Salazar fazia ideia do que tudo isto significava. Quando o ministro dos Negócios Estrangeiros, a 27 de Abril de 1965, lhe comunicou a descoberta do cadáver de Delgado em Espanha, Salazar disse-lhe “em tom ciciado, como se alguém na sala nos pudesse ouvir”: “este assassínio é o tipo de coisas que pode desmantelar um regime”. Não o desmantelou, mas definiu-o.

Hoje pode por vezes parecer bizarro como a sociedade portuguesa se acomodou durante tanto tempo ao constrangimento da vida pública. Mas como Salazar explicou num discurso de 1945, “antes de nós e por dezenas de anos – reconhecemo-lo com tristeza – as ditaduras foram a forma corrente da vida política e vimo-las alternar-se ou suceder-se quase ininterruptamente, sob formas diversas”.

Salazar podia confiar em que os seus ouvintes se lembrassem do tempo em que, embora houvesse vários partidos, a rotação no poder só podia ser efectuada pelo Chefe de Estado (como sob a monarquia constitucional, antes de 1910) ou em que as oposições eram violentamente perseguidas (como durante o domínio do Partido Republicano, depois de 1910).

Nunca, antes de 1926, as eleições, envolvendo apenas eleitorados restritos e tutelados, haviam sido consideradas genuínas ou livres.

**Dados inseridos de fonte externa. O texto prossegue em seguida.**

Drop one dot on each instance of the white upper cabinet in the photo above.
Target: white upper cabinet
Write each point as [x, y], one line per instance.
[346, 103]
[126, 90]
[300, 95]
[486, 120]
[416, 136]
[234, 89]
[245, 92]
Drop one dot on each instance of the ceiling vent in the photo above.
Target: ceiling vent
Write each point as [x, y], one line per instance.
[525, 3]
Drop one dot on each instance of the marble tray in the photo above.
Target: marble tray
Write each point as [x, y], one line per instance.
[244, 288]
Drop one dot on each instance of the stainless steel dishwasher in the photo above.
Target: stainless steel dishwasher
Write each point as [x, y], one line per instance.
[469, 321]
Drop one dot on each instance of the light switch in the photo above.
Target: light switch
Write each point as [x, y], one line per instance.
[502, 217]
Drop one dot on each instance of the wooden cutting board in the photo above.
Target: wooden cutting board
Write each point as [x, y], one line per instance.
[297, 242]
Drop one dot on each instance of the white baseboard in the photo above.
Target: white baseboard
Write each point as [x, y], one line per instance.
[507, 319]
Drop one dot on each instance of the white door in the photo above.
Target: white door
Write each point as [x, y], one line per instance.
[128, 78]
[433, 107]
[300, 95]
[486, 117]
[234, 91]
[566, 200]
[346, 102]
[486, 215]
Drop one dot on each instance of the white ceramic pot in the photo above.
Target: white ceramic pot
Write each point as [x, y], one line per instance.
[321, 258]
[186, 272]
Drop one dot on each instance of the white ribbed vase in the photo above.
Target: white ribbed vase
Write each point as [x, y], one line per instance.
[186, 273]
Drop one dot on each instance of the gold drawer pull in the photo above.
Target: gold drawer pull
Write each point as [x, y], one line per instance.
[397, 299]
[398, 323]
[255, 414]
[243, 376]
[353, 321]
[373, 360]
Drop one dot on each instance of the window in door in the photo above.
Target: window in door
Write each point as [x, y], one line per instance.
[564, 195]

O sectarismo violento da I República serviu durante décadas para relativizar a repressão salazarista. Sempre que alguém se queixava da polícia política, os salazaristas lembravam a polícia republicana que, em 1920, executava friamente anarquistas em Lisboa. Quando alguém lamentava a censura, evocavam as épocas de censura prévia, com as páginas dos jornais cheias de espaços em branco, e os célebres “empastelamentos” de jornais praticados pelos republicanos antes de 1926. Ou seja, a separação entre o Estado Novo e o regime seu antecessor não tinha, no que dizia respeito à liberdade política, a clareza da separação entre o Estado Novo e a actual democracia.

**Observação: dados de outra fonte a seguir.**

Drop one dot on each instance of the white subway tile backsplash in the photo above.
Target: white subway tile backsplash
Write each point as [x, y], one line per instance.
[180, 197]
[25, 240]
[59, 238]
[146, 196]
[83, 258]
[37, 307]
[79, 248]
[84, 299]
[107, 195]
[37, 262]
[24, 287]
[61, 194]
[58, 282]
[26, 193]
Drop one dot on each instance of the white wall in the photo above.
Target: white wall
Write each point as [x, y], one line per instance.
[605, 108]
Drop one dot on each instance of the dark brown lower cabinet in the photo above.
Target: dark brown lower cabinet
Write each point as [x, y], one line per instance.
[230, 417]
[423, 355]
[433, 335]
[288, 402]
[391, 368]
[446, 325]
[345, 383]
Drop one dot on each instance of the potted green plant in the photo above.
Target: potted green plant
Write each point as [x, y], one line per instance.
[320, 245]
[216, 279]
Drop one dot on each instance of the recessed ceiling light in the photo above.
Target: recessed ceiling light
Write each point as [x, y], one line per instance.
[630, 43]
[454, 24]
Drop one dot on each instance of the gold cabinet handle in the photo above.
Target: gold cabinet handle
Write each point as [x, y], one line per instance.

Aliás, durante a maior parte do regime salazarista também não foi claro que uma democracia como a de hoje fosse a alternativa. Numa exposição de 30 de Maio de 1944, o líder do Partido Comunista Português, Álvaro Cunhal, reconheceu que as oposições, se vencessem, não estavam em condições de garantir mais liberdade aos seus adversários. Mesmo no ano da morte de Salazar, em 1970, a maior parte do mundo vivia sujeita a autocracias mais ou menos violentas, a começar pela vizinha Espanha. E, claro, na Europa de leste, as tiranias comunistas continuavam a esforçar-se por provar que a democracia e a liberdade não eram o futuro do mundo.

Em nenhum momento, apesar de alguma pressão ocasional, Salazar se sentiu à frente de um Estado pária. Na década de 1950, foi visitado em Lisboa e tirou fotos com a rainha Isabel II de Inglaterra, com o presidente Eisenhower dos Estados Unidos da América e até com dois dos grande símbolos da resistência contra o colonialismo europeu: o negus Haile Selassie da Etiópia e o presidente Sukarno da Indonésia. O Estado Novo português integrou a NATO em 1949, a ONU em 1955 e a EFTA em 1960, e pôde até, sempre com censura à imprensa e sem partidos políticos, concluir um acordo comercial com a CEE em 1972.